JEFFREY KAYE: Today, Congress took its first look at Global Crossing. Members of a House Financial Services Subcommittee questioned CEO John Legere and chief financial officer Dan Coors about the company's accounting practices. Legere blamed a downturn in the telecommunications industry for his company's collapse and for the layoffs of some 9,000 employees.
JOHN LEGERE, CEO, Global Crossing: We feel the pain more than I think you understand. It's a very horrible thing that we've had to do, to try to do something that I believe is in the best interest of Rochester, which is to save this company, save the jobs that exist, and hopefully get back to a time when we can grow jobs and bring new jobs back into Rochester.
JEFFREY KAYE: Legere defended his compensation package.
REP. STEPHANIE TUBBS JONES, (D) Ohio: How much did you receive to become the CEO of Global Crossing?
JOHN LEGERE: I think my salary is public information.
REP. STEPHANIE TUBBS JONES: I ask you, what did you receive, sir?
JOHN LEGERE: My salary is $1.1 million a year.
REP. STEPHANIE TUBBS JONES: And you received a signing bonus, also, sir?
JOHN LEGERE: I had a $3.5 million signing bonus.
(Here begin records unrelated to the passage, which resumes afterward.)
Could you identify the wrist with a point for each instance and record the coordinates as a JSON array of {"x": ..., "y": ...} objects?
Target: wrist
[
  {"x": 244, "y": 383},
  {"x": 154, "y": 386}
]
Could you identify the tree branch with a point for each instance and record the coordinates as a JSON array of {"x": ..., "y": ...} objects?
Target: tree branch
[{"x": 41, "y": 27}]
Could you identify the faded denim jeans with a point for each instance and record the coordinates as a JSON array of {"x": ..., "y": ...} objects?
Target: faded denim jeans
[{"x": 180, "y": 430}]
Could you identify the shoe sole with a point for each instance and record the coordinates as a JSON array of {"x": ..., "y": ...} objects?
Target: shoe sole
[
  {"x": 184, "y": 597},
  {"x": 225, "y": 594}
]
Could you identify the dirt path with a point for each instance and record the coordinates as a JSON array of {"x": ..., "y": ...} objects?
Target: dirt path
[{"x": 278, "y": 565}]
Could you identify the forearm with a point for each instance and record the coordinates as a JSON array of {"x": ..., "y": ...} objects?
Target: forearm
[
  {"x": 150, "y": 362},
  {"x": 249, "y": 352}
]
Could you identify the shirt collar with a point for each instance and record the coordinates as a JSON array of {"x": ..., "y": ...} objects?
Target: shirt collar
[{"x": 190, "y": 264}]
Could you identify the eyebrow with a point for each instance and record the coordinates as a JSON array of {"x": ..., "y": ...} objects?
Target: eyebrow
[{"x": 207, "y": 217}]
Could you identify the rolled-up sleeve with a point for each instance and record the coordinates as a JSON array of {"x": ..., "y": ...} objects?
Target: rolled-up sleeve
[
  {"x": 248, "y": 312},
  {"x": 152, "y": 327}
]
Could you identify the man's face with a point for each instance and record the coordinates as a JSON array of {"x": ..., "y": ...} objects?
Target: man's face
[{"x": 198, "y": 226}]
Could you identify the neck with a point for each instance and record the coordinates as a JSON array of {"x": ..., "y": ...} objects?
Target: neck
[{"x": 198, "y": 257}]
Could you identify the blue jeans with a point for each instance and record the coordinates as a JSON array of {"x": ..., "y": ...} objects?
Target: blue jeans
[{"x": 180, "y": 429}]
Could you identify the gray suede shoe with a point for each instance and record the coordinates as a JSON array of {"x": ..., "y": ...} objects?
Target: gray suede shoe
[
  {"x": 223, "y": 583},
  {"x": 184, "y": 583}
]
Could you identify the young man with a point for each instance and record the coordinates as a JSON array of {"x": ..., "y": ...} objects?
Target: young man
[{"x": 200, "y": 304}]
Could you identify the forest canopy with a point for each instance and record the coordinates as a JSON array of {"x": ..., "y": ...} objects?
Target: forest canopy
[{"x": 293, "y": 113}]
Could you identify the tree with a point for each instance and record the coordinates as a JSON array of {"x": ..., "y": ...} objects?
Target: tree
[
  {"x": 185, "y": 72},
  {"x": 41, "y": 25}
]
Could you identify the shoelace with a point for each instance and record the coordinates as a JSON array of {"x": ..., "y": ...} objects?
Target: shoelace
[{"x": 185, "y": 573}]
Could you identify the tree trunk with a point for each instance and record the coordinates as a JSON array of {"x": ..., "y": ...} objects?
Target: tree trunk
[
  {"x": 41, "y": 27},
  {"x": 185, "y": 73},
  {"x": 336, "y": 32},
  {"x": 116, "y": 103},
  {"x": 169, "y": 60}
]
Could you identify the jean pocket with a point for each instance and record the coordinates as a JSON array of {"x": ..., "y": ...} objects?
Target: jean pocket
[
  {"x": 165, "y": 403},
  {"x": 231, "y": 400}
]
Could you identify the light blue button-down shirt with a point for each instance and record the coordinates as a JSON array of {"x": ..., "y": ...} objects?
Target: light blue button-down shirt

There is a difficulty in trying to understand the complexities of a chief executive officer in a turnaround situation of a major telecommunications company, and to believe that those skills are translated to having anybody who could come in and play that role is an understatement of the complexity of the task that we faced.
JEFFREY KAYE: Members of Congress also quizzed the Global Crossing executives about a controversial financial practice that critics say artificially inflated the value of the company. The transactions are known as "swaps." Telecom companies, including Global Crossing, traded rights to use each other's networks, boosting the companies' sales and earnings figures. The Global Crossing executives denied any improper accounting, and Legere said he hopes a viable, slimmed-down company can emerge from bankruptcy.
JOHN LEGERE: The reality is that thousands of our employees continue to operate the real Global Crossing. Today, Global Crossing has over 85,000 customers-- corporations, governments, associations, and organizations-- in over 200 cities in 27 countries who transmit voice and data over our global network. Every day, our employees keep coming to work, keep helping customers keep the data moving, and keep their spirits high.
JEFFREY KAYE: Legere's optimism is reminiscent of assurances Gary Winnick offered in 1999.
GARY WINNICK: We're not going to be the Flying Walendas in the business. WE have a big responsibility to our shareholder base and to our employees. And, uh, we're never going to violate that.
JEFFREY KAYE: Whether or not they did violate that responsibility is now the subject of more than 30 lawsuits, as well as investigations by Congress, by the FBI, and by the Securities and Exchange Commission.